In this wildly uneven melodrama by writer-director Zach Braff, no member of the talented ensemble cast is entirely able to navigate its messy plot. That a few actors do manage to stay afloat for occasional breaths of air seems like a divine miracle. But for much of the film, God is not in the details.
This would-be three-hankie tear-jerker follows the travails of Allison (Florence Pugh), an obnoxious 20-something who’s on her way to pick out a wedding dress when she causes a car accident that kills two people, including her fiance’s sister Molly. The crash has other shattering repercussions: Molly’s father (Morgan Freeman) has to take care of his now-orphaned granddaughter, Ryan (Celeste O’Connor). Can the frayed ends of this broken family ever be mended?
The film’s fraught, tangled relationships are supposed to mirror real life. But Braff writes his characters into too many impossible situations, gently presided over by Freeman, whose introductory voice-over notes that, unlike the model train set he’s built in his basement, we can’t control the tracks of our lives.
As the story goes on, you might find yourself wishing that this train wreck came with fewer track switches. “A Good Person” fails in both writing and direction.
Braff, whose last feature was the slight 2017 comedy “Going in Style” – also starring Freeman – gets lost in his own storyline, frequently letting his actors flail away without focus. As Allison descends into OxyContin addiction and Ryan shifts from model student to troubled teen, their emotions get lost as the filmmaker pushes Pugh and O’Connor to serve up increasingly high-pitched, Oscar-bait-y performances.
There are entire scenes that beg to be cut. (Here’s a suggestion: How about the whole first half hour?) As soon as we meet Allison, she’s grating, delivering a smarmy rendition of the Velvet Underground ballad “After Hours.” (Turns out to be appropriate, given the character’s downturn.) There’s also a completely unbelievable scene in which Allison goes slumming in a dive bar, only to run into a couple of old high school classmates eager to take their revenge on the once-popular girl who used to ignore them but now wants their drugs.
Things eventually calm down, thanks largely to Freeman, who tempers his castmates’ youthful excesses with the quiet wisdom of age. To her credit, Pugh manages to evince some restraint. It’s in these quiet moments that her talent shines.
Still, Freeman is the only performer here who doesn’t overact.

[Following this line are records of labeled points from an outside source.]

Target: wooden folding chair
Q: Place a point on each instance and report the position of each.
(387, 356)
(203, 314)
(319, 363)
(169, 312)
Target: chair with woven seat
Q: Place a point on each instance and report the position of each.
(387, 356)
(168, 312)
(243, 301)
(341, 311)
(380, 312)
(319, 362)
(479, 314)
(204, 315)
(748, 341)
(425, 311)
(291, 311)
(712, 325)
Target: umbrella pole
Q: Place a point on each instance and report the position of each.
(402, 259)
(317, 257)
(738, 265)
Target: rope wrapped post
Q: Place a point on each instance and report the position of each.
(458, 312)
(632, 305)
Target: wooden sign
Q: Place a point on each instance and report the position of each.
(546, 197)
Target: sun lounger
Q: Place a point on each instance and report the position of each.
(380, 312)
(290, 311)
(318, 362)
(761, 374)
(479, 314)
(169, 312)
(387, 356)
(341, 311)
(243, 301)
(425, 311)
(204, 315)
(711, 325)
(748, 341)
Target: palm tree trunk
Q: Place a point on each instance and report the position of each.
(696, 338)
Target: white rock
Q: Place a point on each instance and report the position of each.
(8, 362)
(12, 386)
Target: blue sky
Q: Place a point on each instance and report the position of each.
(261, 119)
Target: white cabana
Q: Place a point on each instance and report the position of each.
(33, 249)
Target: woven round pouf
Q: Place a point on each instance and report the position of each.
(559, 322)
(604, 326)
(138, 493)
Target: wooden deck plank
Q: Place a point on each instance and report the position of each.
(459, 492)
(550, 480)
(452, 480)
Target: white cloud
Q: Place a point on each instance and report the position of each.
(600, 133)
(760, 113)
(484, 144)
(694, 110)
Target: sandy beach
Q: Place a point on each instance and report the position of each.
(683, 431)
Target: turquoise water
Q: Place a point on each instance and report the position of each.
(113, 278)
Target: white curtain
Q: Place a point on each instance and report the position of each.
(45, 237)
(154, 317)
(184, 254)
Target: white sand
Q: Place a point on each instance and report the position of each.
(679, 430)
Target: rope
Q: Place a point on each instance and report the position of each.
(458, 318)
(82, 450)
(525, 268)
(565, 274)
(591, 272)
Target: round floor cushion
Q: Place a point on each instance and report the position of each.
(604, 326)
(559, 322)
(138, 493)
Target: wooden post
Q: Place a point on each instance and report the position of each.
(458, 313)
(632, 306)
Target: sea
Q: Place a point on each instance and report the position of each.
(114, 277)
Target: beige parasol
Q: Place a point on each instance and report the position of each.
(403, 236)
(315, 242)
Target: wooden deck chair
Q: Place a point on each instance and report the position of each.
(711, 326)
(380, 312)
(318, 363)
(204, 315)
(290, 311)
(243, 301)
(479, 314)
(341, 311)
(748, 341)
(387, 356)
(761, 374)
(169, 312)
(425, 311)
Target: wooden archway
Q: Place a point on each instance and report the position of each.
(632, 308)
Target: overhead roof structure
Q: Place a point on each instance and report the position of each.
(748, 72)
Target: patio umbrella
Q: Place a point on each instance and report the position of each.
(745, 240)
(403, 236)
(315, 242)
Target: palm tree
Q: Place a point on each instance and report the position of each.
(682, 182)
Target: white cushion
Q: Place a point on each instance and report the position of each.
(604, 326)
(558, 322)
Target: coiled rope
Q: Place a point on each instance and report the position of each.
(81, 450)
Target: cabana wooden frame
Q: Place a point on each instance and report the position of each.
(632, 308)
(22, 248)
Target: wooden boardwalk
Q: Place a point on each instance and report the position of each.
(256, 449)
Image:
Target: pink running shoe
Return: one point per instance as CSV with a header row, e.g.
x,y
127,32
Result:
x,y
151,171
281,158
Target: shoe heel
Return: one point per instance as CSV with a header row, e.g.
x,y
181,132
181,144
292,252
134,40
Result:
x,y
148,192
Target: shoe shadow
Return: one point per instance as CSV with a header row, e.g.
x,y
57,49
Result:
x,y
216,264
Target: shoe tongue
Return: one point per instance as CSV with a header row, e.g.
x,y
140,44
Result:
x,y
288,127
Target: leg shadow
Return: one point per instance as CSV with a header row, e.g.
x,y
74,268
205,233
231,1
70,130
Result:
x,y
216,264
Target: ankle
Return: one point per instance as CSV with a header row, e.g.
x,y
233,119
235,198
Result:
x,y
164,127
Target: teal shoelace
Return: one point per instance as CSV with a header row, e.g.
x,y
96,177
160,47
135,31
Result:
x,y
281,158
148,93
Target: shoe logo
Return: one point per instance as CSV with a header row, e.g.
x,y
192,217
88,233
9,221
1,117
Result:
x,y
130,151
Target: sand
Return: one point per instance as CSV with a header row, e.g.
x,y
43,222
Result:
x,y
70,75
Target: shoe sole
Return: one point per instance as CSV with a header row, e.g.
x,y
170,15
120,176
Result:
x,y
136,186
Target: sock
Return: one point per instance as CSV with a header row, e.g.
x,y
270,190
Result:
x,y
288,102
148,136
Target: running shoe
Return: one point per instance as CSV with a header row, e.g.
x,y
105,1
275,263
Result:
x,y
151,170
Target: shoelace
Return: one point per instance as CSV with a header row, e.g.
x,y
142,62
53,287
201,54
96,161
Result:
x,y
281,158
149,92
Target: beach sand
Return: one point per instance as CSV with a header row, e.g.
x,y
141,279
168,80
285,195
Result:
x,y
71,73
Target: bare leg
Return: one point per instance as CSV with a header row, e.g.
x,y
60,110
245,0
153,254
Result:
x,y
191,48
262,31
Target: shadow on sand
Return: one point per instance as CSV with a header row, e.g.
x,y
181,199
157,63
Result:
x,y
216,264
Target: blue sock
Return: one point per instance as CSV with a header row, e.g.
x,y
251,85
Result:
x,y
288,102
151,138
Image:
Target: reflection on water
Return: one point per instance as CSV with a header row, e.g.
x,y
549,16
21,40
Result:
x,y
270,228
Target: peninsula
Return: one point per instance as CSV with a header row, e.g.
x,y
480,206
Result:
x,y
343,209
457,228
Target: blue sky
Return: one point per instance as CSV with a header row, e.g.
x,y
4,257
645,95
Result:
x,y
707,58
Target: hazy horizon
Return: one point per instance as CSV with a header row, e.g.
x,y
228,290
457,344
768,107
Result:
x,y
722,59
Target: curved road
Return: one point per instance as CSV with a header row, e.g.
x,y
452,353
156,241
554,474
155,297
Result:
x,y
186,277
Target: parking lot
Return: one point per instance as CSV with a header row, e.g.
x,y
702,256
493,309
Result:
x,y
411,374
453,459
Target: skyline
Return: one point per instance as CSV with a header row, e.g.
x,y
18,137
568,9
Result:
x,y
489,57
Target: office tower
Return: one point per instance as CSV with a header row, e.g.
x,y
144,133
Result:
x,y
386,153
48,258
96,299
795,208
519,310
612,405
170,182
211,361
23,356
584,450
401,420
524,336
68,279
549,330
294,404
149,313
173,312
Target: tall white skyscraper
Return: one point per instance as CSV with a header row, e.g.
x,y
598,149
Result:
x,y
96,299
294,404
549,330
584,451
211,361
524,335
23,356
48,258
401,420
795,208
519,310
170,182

You can almost picture him saying no, politely, when Braff urged him to push the limits of decorum: “Son, I will give this silly line of yours the only reading that could lend it the slightest bit of credibility.”
Just like that fateful car accident, however, “A Good Person” violently careens out of control. For the most part, it means well, and underneath all the sensationalism, there’s a valuable message of forgiveness and redemption, albeit one with a caveat: Easier said than done.
It almost – almost – made me wonder something: Am I a bad person, for not liking it?